Sunday, October 14, 2001

Gladdelling notes


We had a gladdelling man once. He did the lawns and tended the plants and it was, of course, Ah Moi the Chinese cook who called him the gladdelling man. She couldn’t get her tongue around garden.

Ratnam was his name and since he found himself at the bottom of Ah Moi’s pecking order, he too was obliged to refer to himself as the Gladdelling man. It wasn’t long before we all fell into line.

Ratnam came several miles each day, pumping his stick-insect legs on his rusty stick-insect bicycle. I never saw Ratnam's kampong or his domestic arrangements but it was not surprising he had stick-insect legs and rode a rusty bicycle, because he was paid bugger-all and that was his lot.

In those uncaring days one did pay gladdelling men bugger all, and didn’t give a toss how and where they lived.

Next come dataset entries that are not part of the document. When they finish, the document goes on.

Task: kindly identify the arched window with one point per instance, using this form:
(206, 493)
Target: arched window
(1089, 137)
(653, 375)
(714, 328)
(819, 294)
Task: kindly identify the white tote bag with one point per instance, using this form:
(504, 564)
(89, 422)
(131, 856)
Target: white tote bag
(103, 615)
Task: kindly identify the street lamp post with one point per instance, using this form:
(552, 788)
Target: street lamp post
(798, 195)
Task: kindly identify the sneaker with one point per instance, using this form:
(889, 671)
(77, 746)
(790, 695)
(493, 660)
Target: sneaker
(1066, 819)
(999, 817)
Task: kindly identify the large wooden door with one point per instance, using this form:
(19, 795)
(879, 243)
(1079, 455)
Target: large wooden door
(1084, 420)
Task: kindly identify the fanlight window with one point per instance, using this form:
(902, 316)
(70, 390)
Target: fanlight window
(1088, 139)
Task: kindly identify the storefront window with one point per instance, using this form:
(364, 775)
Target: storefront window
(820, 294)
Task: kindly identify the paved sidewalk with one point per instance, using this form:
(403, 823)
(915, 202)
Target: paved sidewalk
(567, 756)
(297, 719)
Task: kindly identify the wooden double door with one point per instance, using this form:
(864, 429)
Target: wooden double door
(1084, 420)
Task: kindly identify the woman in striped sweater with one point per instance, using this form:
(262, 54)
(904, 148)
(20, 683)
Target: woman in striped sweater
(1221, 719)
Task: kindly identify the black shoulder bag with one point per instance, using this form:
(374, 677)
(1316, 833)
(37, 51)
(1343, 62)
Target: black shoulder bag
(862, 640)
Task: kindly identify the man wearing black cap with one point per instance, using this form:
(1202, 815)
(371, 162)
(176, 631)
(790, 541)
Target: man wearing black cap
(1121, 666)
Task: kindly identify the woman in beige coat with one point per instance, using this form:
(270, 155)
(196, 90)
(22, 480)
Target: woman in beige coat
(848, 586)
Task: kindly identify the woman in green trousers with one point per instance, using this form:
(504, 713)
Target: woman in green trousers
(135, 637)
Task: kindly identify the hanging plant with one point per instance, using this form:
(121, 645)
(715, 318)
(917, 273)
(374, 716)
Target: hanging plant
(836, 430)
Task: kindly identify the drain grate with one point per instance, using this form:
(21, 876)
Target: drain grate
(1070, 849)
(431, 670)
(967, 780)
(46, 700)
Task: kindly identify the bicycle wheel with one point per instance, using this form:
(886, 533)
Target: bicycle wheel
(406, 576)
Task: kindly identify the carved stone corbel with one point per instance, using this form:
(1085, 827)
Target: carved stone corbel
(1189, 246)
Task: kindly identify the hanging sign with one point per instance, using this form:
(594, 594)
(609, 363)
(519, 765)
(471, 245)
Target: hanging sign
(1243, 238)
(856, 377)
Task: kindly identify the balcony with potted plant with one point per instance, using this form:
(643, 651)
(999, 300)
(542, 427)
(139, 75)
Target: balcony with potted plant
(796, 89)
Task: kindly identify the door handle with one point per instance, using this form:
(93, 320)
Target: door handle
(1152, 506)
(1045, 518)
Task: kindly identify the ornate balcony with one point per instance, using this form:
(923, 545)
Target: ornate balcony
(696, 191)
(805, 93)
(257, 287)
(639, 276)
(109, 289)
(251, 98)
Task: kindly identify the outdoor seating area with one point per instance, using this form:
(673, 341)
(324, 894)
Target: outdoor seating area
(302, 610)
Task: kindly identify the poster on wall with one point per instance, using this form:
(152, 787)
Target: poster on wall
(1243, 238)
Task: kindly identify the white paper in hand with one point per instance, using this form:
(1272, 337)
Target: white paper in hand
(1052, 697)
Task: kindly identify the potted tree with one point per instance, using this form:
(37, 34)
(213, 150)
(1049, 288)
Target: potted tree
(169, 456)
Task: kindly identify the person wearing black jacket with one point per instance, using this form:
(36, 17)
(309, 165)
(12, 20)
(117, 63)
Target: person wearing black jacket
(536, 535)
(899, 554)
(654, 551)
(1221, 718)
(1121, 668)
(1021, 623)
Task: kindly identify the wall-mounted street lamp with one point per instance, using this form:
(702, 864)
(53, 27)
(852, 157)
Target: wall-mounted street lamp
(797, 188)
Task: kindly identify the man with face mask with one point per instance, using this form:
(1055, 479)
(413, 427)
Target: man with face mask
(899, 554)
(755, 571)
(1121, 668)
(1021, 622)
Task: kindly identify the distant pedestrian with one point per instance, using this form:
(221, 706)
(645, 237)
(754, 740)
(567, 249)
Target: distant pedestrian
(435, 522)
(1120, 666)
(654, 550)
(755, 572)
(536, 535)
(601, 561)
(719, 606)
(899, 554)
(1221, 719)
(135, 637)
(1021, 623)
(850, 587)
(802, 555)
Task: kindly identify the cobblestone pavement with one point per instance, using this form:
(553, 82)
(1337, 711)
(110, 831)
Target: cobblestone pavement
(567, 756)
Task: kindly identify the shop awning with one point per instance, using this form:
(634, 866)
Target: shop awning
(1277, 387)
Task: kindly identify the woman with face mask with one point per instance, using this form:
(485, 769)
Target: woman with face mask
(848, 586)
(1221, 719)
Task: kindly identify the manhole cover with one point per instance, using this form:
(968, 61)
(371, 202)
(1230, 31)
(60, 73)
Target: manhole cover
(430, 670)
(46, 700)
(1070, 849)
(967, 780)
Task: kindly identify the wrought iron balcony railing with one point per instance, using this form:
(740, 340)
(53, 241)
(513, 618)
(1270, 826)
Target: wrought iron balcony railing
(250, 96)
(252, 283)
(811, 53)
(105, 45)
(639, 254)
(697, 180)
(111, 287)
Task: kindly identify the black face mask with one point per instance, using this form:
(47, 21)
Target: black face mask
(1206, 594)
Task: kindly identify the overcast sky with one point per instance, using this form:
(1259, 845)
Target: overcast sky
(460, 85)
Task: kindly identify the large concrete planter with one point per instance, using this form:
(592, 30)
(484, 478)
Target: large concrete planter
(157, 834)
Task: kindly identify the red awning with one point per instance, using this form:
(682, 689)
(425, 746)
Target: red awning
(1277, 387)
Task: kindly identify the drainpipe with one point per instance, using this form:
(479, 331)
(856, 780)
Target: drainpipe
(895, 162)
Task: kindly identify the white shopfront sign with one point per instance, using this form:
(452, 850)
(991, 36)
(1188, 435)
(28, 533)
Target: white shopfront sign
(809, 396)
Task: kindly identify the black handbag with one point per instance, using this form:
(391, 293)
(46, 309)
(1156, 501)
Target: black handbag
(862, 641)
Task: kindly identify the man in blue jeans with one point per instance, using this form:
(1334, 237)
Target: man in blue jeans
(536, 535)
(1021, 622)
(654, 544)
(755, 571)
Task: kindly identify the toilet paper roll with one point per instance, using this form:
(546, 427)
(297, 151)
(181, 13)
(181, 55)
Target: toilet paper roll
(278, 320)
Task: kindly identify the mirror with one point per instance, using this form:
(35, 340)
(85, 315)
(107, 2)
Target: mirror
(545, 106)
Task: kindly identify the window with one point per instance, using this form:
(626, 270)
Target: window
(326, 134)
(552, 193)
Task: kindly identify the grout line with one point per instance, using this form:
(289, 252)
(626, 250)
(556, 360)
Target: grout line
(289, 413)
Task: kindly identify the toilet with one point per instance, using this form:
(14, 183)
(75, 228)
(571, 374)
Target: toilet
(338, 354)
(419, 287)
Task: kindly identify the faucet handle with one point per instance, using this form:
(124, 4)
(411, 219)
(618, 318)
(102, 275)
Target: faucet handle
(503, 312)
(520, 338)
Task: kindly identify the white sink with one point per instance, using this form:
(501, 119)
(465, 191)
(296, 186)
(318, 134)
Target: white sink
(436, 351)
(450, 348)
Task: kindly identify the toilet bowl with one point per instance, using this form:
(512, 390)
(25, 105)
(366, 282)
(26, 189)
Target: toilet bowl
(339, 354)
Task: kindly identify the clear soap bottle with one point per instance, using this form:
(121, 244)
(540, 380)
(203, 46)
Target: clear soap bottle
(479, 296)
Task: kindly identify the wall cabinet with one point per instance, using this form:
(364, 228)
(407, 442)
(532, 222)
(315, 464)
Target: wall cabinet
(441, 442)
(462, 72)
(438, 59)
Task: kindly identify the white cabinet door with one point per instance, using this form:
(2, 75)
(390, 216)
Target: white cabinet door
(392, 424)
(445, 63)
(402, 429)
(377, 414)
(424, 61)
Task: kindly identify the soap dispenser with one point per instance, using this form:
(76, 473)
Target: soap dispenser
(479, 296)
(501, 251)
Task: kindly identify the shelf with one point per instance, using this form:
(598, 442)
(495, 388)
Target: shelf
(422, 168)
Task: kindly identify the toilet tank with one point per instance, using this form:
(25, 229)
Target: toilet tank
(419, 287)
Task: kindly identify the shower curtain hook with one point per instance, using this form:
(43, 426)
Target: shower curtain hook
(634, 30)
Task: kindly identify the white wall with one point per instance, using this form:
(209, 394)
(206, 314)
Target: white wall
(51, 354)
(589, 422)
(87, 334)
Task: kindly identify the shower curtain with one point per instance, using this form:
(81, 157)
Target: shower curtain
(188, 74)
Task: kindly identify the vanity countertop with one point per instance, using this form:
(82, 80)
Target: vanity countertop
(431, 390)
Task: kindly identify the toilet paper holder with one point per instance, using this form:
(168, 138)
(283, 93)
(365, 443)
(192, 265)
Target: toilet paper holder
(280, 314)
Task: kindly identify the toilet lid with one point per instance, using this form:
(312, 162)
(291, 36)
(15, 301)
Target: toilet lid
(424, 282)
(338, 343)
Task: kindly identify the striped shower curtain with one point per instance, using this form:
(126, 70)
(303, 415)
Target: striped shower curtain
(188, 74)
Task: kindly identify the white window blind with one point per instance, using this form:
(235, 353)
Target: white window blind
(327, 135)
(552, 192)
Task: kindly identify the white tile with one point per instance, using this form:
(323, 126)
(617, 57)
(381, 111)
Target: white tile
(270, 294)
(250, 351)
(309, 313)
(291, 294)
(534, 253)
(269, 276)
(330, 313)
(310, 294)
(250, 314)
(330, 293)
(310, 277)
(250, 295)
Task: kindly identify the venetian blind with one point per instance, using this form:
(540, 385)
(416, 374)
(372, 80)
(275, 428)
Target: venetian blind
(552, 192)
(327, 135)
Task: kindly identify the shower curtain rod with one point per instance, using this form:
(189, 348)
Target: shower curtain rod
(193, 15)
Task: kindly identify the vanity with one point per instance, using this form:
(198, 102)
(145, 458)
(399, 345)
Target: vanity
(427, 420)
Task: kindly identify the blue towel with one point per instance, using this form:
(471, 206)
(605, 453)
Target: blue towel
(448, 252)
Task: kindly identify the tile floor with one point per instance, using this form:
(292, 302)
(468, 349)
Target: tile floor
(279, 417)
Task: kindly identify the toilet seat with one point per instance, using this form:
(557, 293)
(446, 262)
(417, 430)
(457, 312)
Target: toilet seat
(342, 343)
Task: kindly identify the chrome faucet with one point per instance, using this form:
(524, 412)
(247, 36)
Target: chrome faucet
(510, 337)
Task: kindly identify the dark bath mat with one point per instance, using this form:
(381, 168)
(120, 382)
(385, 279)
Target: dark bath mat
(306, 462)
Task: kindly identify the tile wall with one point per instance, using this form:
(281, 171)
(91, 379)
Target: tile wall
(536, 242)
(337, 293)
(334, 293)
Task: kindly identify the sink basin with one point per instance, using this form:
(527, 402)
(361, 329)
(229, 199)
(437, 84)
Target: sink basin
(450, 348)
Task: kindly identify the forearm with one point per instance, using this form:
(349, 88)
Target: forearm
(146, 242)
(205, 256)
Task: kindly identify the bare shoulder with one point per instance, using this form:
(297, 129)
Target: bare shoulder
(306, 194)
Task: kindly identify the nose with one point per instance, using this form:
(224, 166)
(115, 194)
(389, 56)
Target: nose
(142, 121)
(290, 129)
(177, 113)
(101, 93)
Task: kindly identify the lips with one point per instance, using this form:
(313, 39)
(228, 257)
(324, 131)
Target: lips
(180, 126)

I mean, there probably were people who gave a toss, but then one didn’t give a toss about them either.

Why I remember Ratnam after all these years, was his special way with maidenhair ferns. The manner of their propagation was a closely guarded secret. They appeared as if by magic, but appear they did, and covered every inch of the verandah. He talked to his ferns; he would bucket them unmercilessly and they would literally leap from their pots in abundant glory.

I tried hitting Ratnam up for a few pointers but conversations with chaps who describe themselves as gladdelling men are always apt to be problematical.

Over the years, I’ve tried my hand with Maidenhairs. I watch them wilt, I bucket them, I watch them die - not the dignified end befitting this most delicate princess of ferns, but a miserable death as a blob of algae.

It was not my job to pay him - the office did that - but I often wonder how things might have turned out had I bought Ratnam a decent bicycle.